Tuesday, February 10, 2009
BY DOUGLASS CROUSE
Herald News
STAFF WRITER

HACKENSACK — Hundreds of job seekers with varied employment backgrounds plan to interview this week for positions at what will be the country's second-largest Whole Foods Market store.

At a time of rising unemployment, the purveyor of organic foods intends to hire 200 people to staff its Paramus supermarket, which opens March 19. Interviews took place Monday in the state Department of Labor and Workforce Development offices on State Street and will continue today, tomorrow and Friday.

Representatives from Austin, Texas-based Whole Foods Market Inc. said 70 percent of the new jobs will be full time, with pay for entry-level positions starting at $10 an hour.

Recruiters expect to speak this week with about 500 applicants for jobs in the new 78,000-square-foot store, located in retrofitted space at the Bergen Town Center on Route 4.

Of those arriving for appointments Monday, many expressed frustration at having spent months seeking employment along with hope that their fortunes were about to change.

Renee Peterson, a Newark resident who lost her job as a furniture-store manager in Union one year ago, was among those smiling on Monday after she was offered a part-time position in customer service.

"All I can say is, Thank God it came through," she said. "This is a place where I think I can grow, so I'm looking forward to getting my foot in the door."

Other applicants included an Air Force reservist from Paterson who recently became a mother and a middle-aged man who said he was laid off from a fire-safety company in New York State in January 2008.

"It's dead – there's nothing out there," the man said, requesting anonymity. "When all these banks get money from taxpayers they should be giving it back to us and back to businesses."

Gabriela Romero, 26, of Union City, said her search for a full-time job had been fruitless despite seven years of customer-service experience at banks and a supermarket.

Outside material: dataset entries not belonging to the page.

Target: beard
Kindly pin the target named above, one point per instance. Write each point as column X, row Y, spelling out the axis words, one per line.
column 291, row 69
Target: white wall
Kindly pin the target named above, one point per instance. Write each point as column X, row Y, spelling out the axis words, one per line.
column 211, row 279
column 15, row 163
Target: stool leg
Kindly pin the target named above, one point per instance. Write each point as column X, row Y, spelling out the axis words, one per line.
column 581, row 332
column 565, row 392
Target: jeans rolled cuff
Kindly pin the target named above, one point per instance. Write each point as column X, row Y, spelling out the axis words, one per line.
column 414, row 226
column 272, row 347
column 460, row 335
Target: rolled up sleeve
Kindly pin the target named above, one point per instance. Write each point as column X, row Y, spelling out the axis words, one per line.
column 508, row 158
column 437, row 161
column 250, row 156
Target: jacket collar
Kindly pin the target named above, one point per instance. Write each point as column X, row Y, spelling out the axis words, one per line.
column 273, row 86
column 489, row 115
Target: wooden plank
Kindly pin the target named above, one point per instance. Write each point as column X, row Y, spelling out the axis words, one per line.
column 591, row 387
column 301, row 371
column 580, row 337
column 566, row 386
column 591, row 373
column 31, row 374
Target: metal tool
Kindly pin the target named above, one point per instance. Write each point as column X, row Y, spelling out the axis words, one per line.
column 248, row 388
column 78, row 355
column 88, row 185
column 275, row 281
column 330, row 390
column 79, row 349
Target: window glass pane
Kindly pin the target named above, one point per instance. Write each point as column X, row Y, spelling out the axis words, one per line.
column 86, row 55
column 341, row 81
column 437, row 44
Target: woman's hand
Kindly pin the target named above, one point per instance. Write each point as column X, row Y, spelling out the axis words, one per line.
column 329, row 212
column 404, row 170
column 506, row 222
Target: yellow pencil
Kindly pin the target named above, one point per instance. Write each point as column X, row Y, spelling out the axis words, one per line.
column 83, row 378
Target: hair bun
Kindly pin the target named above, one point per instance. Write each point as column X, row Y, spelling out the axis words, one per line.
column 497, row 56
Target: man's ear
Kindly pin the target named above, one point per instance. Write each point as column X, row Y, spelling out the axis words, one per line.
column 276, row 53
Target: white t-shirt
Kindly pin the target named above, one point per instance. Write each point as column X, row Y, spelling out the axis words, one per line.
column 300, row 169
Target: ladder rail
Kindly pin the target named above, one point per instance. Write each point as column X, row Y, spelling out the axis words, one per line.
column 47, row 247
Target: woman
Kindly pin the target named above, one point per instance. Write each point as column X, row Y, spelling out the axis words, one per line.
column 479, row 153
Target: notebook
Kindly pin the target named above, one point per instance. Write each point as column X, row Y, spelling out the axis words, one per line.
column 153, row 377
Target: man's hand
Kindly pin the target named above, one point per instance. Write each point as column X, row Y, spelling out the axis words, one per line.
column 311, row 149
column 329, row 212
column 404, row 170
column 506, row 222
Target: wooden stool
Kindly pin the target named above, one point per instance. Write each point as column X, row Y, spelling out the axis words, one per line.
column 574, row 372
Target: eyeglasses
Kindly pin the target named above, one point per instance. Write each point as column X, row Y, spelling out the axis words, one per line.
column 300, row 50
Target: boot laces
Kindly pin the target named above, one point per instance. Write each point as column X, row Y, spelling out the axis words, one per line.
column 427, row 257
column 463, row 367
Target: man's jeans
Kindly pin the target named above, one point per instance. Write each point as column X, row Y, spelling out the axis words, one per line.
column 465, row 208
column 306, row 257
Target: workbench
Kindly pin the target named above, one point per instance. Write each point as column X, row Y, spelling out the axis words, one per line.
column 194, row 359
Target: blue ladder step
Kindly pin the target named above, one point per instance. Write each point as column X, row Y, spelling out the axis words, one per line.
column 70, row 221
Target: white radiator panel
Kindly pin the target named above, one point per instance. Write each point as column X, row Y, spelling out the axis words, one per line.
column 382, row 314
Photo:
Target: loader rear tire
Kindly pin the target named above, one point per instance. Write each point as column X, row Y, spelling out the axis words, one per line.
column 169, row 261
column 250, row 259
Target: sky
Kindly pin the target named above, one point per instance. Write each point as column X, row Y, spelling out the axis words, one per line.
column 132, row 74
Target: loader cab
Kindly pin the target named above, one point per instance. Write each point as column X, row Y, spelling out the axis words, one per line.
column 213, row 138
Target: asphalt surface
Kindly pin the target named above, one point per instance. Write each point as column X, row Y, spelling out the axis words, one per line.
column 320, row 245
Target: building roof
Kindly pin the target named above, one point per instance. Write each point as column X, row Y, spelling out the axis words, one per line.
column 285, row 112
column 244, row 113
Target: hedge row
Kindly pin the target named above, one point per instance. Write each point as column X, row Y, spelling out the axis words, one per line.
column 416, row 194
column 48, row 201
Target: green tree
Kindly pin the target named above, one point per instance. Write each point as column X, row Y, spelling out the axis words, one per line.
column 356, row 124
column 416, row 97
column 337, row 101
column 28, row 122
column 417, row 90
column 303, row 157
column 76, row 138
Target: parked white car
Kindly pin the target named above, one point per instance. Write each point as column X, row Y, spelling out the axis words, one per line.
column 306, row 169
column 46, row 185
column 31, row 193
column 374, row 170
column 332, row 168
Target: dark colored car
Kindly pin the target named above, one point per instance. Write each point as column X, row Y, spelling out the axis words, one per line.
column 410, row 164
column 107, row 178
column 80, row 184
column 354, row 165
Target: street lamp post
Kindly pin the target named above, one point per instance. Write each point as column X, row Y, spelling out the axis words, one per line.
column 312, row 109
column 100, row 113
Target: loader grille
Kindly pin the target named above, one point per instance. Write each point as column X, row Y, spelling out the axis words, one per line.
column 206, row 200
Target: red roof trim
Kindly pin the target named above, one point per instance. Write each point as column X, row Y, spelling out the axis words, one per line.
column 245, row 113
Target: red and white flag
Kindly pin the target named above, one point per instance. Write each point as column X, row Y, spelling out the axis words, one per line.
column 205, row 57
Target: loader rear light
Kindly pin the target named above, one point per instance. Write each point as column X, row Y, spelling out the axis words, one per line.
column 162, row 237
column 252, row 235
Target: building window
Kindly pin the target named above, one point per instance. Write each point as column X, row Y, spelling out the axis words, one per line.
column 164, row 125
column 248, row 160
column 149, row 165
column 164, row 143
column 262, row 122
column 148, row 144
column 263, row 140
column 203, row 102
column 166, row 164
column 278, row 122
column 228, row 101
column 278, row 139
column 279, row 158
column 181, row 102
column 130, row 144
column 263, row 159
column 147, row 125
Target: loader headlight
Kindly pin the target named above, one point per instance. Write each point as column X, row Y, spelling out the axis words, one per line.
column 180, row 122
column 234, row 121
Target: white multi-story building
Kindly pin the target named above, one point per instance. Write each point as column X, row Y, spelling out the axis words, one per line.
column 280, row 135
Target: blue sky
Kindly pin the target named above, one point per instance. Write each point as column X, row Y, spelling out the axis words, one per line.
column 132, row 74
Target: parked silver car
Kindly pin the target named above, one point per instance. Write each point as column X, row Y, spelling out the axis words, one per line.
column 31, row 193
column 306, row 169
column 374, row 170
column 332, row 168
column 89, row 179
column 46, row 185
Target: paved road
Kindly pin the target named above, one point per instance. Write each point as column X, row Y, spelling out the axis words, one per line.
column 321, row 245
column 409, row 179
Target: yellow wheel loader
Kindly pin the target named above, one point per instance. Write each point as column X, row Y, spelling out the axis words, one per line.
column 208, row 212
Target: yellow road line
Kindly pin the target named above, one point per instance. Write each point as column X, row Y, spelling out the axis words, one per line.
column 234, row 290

A friend who had worked at Whole Foods' Edgewater store told her the company offered good benefits, and she liked the idea of selling healthy foods, Romero said.

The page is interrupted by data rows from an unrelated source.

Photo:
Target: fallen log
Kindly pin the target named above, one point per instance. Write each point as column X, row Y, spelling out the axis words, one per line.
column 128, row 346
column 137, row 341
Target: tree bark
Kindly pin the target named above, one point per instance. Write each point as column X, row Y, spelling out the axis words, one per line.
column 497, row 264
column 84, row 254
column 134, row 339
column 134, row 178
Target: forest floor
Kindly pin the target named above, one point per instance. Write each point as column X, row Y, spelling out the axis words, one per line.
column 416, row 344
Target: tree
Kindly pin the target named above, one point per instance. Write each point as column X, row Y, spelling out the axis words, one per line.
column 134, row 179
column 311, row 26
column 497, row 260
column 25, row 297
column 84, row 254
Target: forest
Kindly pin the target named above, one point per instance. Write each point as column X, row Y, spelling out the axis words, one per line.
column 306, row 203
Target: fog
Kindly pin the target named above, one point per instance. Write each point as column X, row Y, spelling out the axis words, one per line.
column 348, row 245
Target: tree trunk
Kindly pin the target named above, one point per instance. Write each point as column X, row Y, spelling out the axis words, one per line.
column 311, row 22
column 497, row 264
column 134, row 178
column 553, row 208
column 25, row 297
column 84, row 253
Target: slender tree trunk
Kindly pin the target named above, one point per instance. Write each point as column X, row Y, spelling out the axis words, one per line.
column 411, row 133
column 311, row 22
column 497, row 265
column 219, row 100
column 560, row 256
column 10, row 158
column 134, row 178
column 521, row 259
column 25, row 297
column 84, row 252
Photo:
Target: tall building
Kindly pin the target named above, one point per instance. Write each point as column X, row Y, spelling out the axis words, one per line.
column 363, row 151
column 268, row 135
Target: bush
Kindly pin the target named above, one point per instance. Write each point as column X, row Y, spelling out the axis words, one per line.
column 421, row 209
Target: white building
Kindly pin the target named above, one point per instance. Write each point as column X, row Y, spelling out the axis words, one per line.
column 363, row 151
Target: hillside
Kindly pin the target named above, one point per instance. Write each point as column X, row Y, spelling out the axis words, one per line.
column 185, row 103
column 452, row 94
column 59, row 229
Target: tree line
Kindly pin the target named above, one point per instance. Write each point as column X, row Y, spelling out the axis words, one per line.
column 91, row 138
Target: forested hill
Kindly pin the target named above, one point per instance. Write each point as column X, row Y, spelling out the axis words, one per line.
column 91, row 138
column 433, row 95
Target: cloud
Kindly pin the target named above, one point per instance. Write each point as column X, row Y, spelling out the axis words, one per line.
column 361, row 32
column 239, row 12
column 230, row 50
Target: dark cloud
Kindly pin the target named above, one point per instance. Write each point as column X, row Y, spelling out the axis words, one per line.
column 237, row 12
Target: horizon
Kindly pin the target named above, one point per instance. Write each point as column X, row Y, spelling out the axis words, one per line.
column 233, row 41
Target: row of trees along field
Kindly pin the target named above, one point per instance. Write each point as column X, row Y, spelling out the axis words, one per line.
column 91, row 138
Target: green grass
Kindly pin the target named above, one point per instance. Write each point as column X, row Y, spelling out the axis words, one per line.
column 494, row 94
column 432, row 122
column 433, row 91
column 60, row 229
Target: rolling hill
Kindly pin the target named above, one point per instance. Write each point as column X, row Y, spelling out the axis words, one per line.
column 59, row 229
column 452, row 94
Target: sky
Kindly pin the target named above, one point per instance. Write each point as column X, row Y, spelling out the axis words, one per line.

"I've been studying this company, so hopefully I'll get an offer," she said. "I've filled out maybe 100 other applications and only been called for 10 interviews."

Like most of those interviewed Monday, Romero already had gone through an initial screening process. State labor department representatives in Bergen, Passaic and Hudson counties conducted the interviews and set up appointments for those with basic qualifications.

Job seekers who showed up unannounced Monday were screened then and, in some cases, asked to come back Friday. All applicants who don't pass muster receive packets with information about other employers that plan to hire.